The reaction to the news of California high schooler Jeremy Tyler's plan was as predictable as it was tired. The New York Times reported Thursday that Tyler, a 6-foot-11 junior at San Diego High, plans to skip his senior year in high school to play professionally in Europe. In two years, when his high school class is one year past graduation, he'll return to the U.S. and enter the NBA draft.
The tongue-clucking was deafening. You'd think the Book of Revelation had been revised to include skipping a year of high school to play pro basketball right between the sun turning black and the moon turning red. This will kill college basketball, some said. This kid is throwing away his future, others said.
Since no European newspaper sports editor offered me a six-figure salary to skip my senior year of high school, I don't feel qualified to rip Tyler's choice. I've never walked in his high-tops. But I do have a few questions for the folks who consider Tyler's move an abomination.
If he played golf, would you feel differently?
If he played tennis, would you feel differently?
If he had gotten his own show on the Disney Channel, would you feel differently?
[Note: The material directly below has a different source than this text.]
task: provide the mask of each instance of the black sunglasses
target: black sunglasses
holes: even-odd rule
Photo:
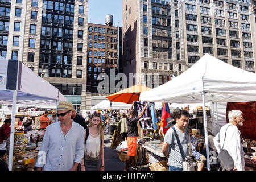
[[[69,111],[67,111],[67,112],[63,113],[61,113],[61,114],[58,114],[58,113],[57,113],[56,115],[57,115],[57,117],[59,117],[60,115],[61,115],[61,116],[64,116],[64,115],[66,115],[67,113],[69,113]]]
Set aside the obvious racial overtones for a moment and consider only the sport-specific double standards. We celebrate individual athletes when they turn pro at a young age. Maria Sharapova was the darling of the tennis world at 17. Joey Logano is tearing up tracks and getting paid at 18. We celebrate entertainers when they turn pro at a young age. Nick Jonas, 16, is an actor, a musician and a paparazzi magnet. Miley Cyrus, 16, just might control the universe.